Kinda weird request, and I know I most definitely should not be buying hardware based on aesthetics, but could you let me know what these chassis look like with rack mounted ubiquiti gear? Do the two silvers look good together, or do they clash?
I wanted to mimic this setup but for the switch that has the dedicated CEPH network...if that switch needs to reboot say for an update....would that wreck a lot of stuff since all 3 hosts lose communication to each other over CEPH? Have you tested that?
I'm just here taking up space, but I'm trying to understand the high availability part -- what sort of failures are we trying to protect against? the shared ceph pool seems to be the single point of failure that would take down the entire cluster? A single drive failure isn't an issue with raid, but what if that hardware failure that isn't a drive?
@@RaidOwl I think I've mixed something up then. Is there a 4th server that holds all the drives doing the ceph storage ( the larger 4U under the 3 nodes ), or is the ceph storage replicated across, and exists on, the drives in the node servers?
@@JonathanDavisJJ Ceph runs on each of the 3 nodes using each of the Micron SSDs in each of the nodes. So yeah, the ceph storage is replicated across all 3 nodes.

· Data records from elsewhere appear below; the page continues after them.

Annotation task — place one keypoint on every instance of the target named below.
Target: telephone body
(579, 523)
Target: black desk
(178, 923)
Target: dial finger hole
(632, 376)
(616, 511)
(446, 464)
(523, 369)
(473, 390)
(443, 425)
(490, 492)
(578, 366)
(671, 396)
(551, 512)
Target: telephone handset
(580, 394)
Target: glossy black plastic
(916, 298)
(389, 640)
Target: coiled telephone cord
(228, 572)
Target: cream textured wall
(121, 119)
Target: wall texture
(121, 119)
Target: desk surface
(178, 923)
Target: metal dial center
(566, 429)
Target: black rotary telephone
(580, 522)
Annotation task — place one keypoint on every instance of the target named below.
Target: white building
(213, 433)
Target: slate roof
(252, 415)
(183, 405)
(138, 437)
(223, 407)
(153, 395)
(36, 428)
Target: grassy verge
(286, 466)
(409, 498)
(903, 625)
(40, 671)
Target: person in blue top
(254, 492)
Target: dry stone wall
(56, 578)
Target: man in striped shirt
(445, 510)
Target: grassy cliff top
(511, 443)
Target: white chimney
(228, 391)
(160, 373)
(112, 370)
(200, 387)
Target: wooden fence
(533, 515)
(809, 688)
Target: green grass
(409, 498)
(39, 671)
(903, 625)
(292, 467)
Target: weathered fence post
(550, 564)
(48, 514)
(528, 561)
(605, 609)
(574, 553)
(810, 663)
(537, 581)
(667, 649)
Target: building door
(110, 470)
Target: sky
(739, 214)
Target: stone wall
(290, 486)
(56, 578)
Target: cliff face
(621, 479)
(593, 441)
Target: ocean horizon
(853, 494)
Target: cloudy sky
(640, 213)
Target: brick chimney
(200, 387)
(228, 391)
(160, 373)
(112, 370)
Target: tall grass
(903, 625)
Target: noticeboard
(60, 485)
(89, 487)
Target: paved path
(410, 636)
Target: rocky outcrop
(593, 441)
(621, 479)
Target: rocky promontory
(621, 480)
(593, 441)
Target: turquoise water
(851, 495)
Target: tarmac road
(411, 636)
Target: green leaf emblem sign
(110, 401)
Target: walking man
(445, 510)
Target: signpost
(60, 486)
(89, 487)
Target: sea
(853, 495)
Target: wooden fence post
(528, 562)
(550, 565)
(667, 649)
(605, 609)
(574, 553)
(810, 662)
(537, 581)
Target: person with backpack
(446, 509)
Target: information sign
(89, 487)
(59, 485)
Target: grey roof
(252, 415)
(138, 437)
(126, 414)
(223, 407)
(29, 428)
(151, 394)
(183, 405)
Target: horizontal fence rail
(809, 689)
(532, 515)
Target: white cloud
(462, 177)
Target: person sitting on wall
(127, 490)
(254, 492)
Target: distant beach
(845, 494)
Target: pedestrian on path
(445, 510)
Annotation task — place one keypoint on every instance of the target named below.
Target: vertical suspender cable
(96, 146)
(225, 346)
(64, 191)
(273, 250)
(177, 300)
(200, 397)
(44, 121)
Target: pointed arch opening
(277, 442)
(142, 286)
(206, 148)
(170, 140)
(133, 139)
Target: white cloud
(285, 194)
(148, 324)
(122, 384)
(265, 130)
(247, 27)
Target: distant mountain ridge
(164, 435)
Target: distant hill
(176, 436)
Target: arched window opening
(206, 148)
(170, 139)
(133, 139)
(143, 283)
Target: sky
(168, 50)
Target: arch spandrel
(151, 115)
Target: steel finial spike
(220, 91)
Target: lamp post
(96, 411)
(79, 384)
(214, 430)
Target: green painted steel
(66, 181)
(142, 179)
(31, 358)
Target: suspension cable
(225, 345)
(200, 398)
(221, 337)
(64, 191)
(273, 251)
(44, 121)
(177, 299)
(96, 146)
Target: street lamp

I would love to have a proxmox cluster for my home lab. I could not get GPU passthrough to work with my setup either. Does proxmox do load balancing were it would move a vm to the other host if it is less busy then the other host? Thanks for sharing.
I think you're supposed to have TWO separate Ceph networks, one for their "private" and one for their "public" -- plus 10 gig for your proxmox vm network, making three, then a separate gig network for corosync and yet another gig network for proxmox system (separate from vm network). I'm just looking into this now though and I have read that putting the two ceph networks on one NIC is usually fine for most people. But I'm just figuring this out myself too.
I must admit , when I first came across your channel, I found you and/or your method of presentation to be somewhat annoying. But the overlords at RUclips and their algo kept on pushing your content to my feed and after watching more of your videos, I have actually started taken a liking to your awkward sense of humor. I also enjoy that you share all of your mistakes and blunders with us, which any homelabber can relate to. So I guess I’ll hit that subscribe button!
I am glad you did not break your motherboard please read MBD-X10SDV-4C-TLN2F manual (can be downloaded from supermicro home page) that 4pin is not for atx 4 pin power its for dedicated DC supply. You need to either use 24pin atx or 4 pin. DO NOT use them both! Quote from manual: "Do not use the 4-pin DC power at PJ1 when the 24-pin ATX Power at JPW1 is connected to the power supply. Do not plug in both PJ1 and JPW1 at the same time."
Oh neat! 🙃
RTFM - The truest words to abide by.
@@longnamedude3947 its too long
@@longnamedude3947 * insert Michael Scott NOOOOO gif here *
@@RaidOwlAnother is PEBKAC
I'm gonna be honest as well. I DO NOT NEED a lot of my homelab stuff. However, i do love cosplay. Specifically cosplaying as a sysadmin/automation engineer.
Finally someone honest
The PCIe passthrough definitely works on those boards. If you’ve set the vfio stuff in /etc/modules/ and “intel_iommu=on” in PVE and still not booting, make user the BIOS has the VT-d extension and IOMMU enabled. Thanks for the tour of the new cluster!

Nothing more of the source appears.